Dat Nexco zich tegenover Kalida niet heeft beroepen op enig IE-recht is voor bevoegdheid irrelevant

24-06-2013 Print this page
IEPT20130619, Rb Den Haag, Kalida v Nexco
(Met dank aan Eelco Bergsma en Wim Maas, Deterink)

Incidentele conclusie tot internationale onbevoegd verklaring inzake verklaring voor recht van niet-inbreuk octrooi-, Gemeenschapsmerken, Benelux merken en auteursrechten tegen Amerikaanse gedaagden afgewezen.

PROCESRECHT

Vonnis in incident. Kalida is een bedrijf dat zich onder meer bezighoudt met de verhandeling van het product 4ME, een varkensleverextract waaraan antivirale en immuniteitversterkende werking wordt toegedicht. Nexco brengt in de Verenigde Staten een varkensleverextract op de markt onder de naam Nexavir en heeft brieven naar een aantal Belgische ondernemingen gestuurd met de mededeling dat Nexco rechthebbende is met betrekking tot intellectuele eigendomsrechten ten aanzien van haar product. Kalida vordert in de hoofdzaak een verklaring voor recht dat zij door de verhandeling van 4ME geen inbreuk maakt op enig in Nederland geldend recht van intellectuele eigendom van Nexco. In het incident vordert Nexco dat de rechtbank zich onbevoegd verklaart.
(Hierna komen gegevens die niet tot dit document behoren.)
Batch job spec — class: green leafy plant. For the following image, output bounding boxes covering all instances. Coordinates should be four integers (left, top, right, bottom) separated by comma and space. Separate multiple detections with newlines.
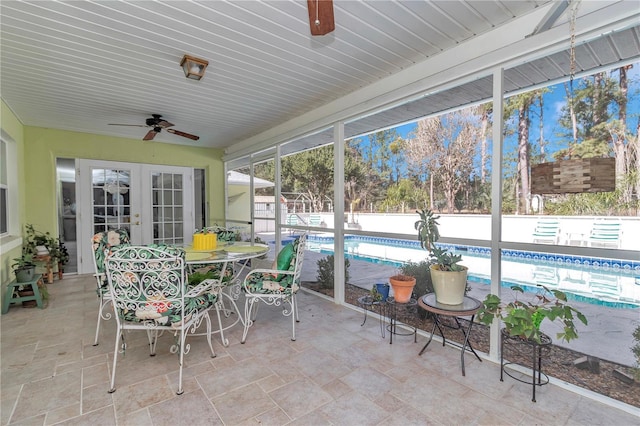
399, 260, 433, 296
477, 286, 587, 342
23, 224, 69, 265
316, 254, 350, 288
369, 285, 382, 302
414, 209, 465, 271
11, 248, 36, 270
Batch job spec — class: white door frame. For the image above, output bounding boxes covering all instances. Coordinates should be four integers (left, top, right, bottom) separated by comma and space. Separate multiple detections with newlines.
76, 159, 195, 274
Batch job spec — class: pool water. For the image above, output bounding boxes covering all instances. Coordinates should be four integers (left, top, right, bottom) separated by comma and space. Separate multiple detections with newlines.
308, 235, 640, 309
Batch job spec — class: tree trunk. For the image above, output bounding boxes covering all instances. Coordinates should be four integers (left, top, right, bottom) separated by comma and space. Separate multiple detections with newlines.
564, 83, 578, 144
613, 65, 637, 203
480, 107, 489, 183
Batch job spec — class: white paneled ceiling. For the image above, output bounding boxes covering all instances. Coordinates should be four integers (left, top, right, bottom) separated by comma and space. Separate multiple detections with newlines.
0, 0, 640, 148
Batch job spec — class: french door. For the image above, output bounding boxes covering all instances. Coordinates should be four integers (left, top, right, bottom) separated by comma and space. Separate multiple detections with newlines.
77, 159, 194, 273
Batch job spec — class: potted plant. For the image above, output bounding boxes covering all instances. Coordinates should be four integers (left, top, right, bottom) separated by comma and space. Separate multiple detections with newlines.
11, 253, 36, 283
24, 224, 69, 278
400, 259, 433, 319
414, 210, 468, 305
477, 286, 587, 343
389, 274, 416, 303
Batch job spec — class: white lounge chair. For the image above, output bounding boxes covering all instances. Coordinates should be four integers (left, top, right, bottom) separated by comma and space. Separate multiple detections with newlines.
587, 220, 622, 248
533, 219, 560, 244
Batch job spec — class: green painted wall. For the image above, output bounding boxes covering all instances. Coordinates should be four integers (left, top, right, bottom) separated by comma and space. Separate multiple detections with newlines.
24, 127, 224, 235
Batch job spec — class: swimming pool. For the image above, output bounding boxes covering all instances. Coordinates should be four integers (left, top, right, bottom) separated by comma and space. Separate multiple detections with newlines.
307, 235, 640, 309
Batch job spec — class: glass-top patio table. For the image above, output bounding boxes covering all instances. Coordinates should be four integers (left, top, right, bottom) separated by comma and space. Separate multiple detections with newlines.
184, 241, 269, 346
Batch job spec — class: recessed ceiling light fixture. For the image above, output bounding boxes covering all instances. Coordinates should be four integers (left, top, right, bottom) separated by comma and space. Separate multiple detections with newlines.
180, 55, 209, 80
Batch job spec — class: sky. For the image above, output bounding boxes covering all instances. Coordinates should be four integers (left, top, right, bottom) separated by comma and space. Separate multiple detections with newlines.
395, 63, 640, 161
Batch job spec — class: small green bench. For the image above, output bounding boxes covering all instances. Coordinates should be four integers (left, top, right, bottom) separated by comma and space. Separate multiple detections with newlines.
2, 275, 44, 315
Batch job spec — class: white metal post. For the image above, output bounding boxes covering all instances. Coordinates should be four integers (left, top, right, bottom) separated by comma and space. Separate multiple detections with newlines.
333, 121, 346, 305
489, 68, 504, 361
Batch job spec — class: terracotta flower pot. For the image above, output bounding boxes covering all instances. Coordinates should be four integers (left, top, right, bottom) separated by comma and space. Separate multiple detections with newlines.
389, 275, 416, 303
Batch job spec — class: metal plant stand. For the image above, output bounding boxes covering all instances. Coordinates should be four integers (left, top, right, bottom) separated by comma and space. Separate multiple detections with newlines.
358, 296, 385, 339
387, 297, 418, 345
500, 328, 551, 402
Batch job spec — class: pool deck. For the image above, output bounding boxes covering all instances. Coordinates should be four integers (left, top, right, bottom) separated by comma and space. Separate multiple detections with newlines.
301, 251, 640, 366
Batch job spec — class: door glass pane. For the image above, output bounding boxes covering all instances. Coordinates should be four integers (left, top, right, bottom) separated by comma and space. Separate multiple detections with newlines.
152, 173, 184, 244
91, 168, 131, 233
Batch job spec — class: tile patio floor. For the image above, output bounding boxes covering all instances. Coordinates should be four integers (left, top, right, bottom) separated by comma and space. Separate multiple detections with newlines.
0, 275, 640, 425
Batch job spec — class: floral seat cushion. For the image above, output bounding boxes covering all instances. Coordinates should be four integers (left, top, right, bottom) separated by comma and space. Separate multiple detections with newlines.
91, 229, 129, 294
244, 238, 300, 294
109, 244, 217, 327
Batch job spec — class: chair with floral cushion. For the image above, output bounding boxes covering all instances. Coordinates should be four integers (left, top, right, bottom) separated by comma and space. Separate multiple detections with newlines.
91, 229, 129, 346
105, 245, 221, 395
241, 234, 307, 343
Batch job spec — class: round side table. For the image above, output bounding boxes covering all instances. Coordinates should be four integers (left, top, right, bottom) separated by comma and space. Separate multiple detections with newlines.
418, 293, 482, 376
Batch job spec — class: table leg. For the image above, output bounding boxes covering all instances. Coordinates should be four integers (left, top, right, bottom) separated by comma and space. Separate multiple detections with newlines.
360, 303, 369, 327
379, 301, 387, 339
418, 315, 442, 356
456, 315, 482, 376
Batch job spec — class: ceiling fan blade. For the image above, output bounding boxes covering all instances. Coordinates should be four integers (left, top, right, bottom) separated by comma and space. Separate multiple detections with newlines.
307, 0, 336, 35
108, 123, 148, 127
142, 130, 158, 141
167, 129, 200, 141
155, 120, 175, 129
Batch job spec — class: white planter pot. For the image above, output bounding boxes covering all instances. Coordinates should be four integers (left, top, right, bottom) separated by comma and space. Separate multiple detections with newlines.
429, 265, 467, 305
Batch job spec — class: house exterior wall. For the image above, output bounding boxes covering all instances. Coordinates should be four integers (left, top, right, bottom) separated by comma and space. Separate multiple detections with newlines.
23, 127, 224, 235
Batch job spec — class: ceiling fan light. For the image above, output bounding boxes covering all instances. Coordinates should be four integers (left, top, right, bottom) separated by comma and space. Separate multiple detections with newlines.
180, 55, 209, 80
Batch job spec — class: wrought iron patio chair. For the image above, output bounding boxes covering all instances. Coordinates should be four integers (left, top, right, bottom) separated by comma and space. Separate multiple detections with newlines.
241, 234, 307, 343
91, 229, 129, 346
105, 245, 221, 395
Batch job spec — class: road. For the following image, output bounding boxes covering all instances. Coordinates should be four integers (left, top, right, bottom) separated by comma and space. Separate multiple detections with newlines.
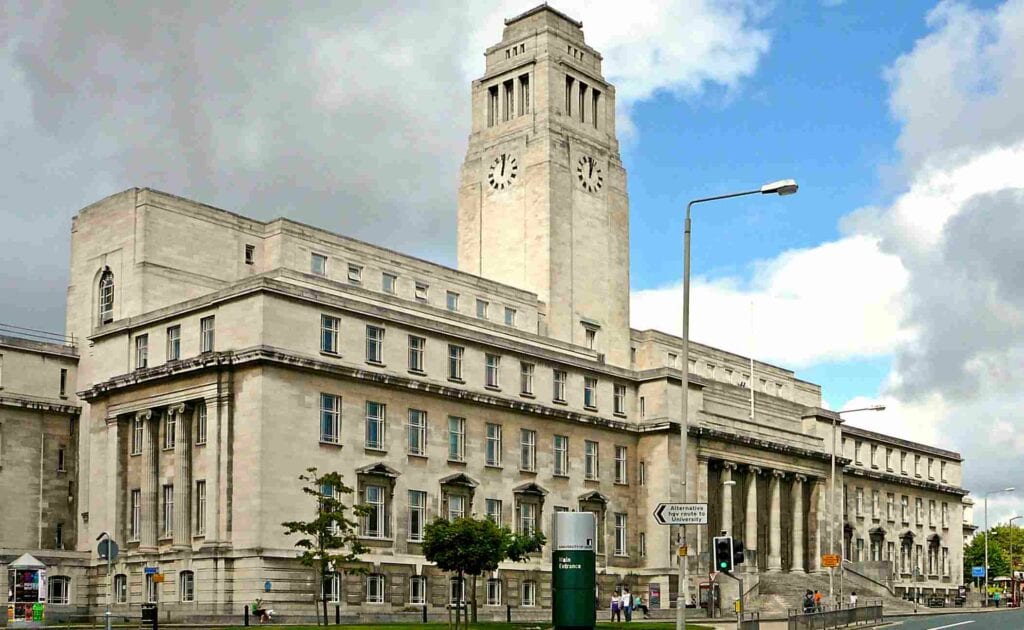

Voor vaststelling van de bevoegdheid is (onder meer) bepalend wat door Kalida wordt gevorderd en op welke stellingen van Kalida die vorderingen bij dagvaarding zijn gebaseerd. Indien de stellingen worden betwist, kan dat leiden tot afwijzing van de vordering, maar een dergelijk verweer doet in beginsel niet af aan de bevoegdheid. Dat Nexco zich tegenover Kalida niet op enig recht van intellectuele eigendom zou hebben beroepen is voor de bevoegdheid dan ook niet relevant.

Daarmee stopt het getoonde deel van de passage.